As a modern marketer, you aim to collect a significant amount of customer data, on everything from digital clicks to in-store foot traffic, and parse it through an ever-increasing list of technologies. Chances are you’re using upwards of 10 different tools, including web analytics, marketing automation, social platforms, a data management platform, and a host of others.
And yet, even though you have all this data somewhere in the organization, I can guarantee you have difficulty accessing the appropriate data and generating insights to optimize customer experiences. Because here’s the naked truth: brands often miss the mark on customer expectations by either underwhelming them with poor personalization efforts or overwhelming them with too many messages or offers.
In fact, this was what Rusty Warner, principal analyst at Forrester Research, and I discussed on a recent webinar hosted by Direct Marketing News—along with what it takes to truly optimize the customer experience in a marketplace where consumers are always addressable and “always on.”
So how can marketers bridge the gap between brand strategy and execution? It’s all about taking a data-driven approach to customer engagement and, mostly, comes down to a handful of factors:
Although marketers collect extensive customer data, the systems of insight used to analyze this information aren’t always in sync with the systems of engagement used to interact with customers. According to Warner, closing this gap between systems of insight (customer data and real-time analytics) and systems of engagement (marketing automation and marketing content) is crucial to creating the kind of value exchange that will increase customer engagement.
Aligning these two systems means you can more effectively leverage learnings from customer data to create the kind of personalized microsegments that can improve brand engagement and increase revenue from each interaction. This also allows you to better understand changing customer behaviors and preferences, which can drive further increases in customer lifetime value and benefit your company.
Part of the value in data-driven personalization lies internally as well as externally. Role-based insights—the internal version of personalization—can help your team members by serving up only the information they need in their day-to-day activities.
Consider the marketing campaign manager, who only needs to see snapshots of campaigns and doesn’t need full view into the entire breadth of marketing analytics. A creative designer might only want to work with content and offers, and not have to deal with the complexity of the targeting and campaign segmentation strategies. Serving up insights specific to your team’s roles and day-to-day functions can streamline operations tremendously.
Personalization can also help you meet customer expectations more effectively, which is substantially beneficial in regards to driving the most value from your messaging. Without using data in this regard, you risk creating messaging that falls flat and doesn’t perform because you have not met customer expectations effectively.
Perhaps the most crucial facet of data-driven personalization is having high-quality data in the first place. Lack of data quality could stem from a number of issues—such as integration issues, data aging, irregular data structure, etc.—any one of which could derail even your most thoughtful plans.
Because of this, the ability to cleanse and structure customer data is hugely important.

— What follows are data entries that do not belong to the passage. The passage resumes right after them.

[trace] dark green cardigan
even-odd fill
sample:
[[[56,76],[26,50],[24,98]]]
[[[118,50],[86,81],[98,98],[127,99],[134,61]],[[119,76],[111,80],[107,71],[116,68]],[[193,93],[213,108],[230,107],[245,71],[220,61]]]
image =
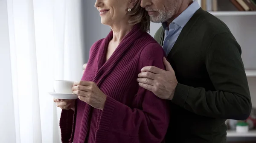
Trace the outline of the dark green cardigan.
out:
[[[161,45],[162,27],[155,39]],[[226,143],[225,119],[245,120],[251,103],[241,48],[226,25],[198,9],[167,59],[178,84],[167,143]]]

This is why you need to consider a platform that can manage data from any source through the cleansing and structuring process so you can access the insights necessary to craft focused and powerful messaging.
Conquering the customer engagement “gap” can be a significant challenge, requiring you to gain alignment between various internal stakeholders on strategy and also get the right kinds of tools in place. That said, a focus on data-driven personalization can pay dividends for your marketing program’s success and make an impact that reaches far beyond improving marketing metrics.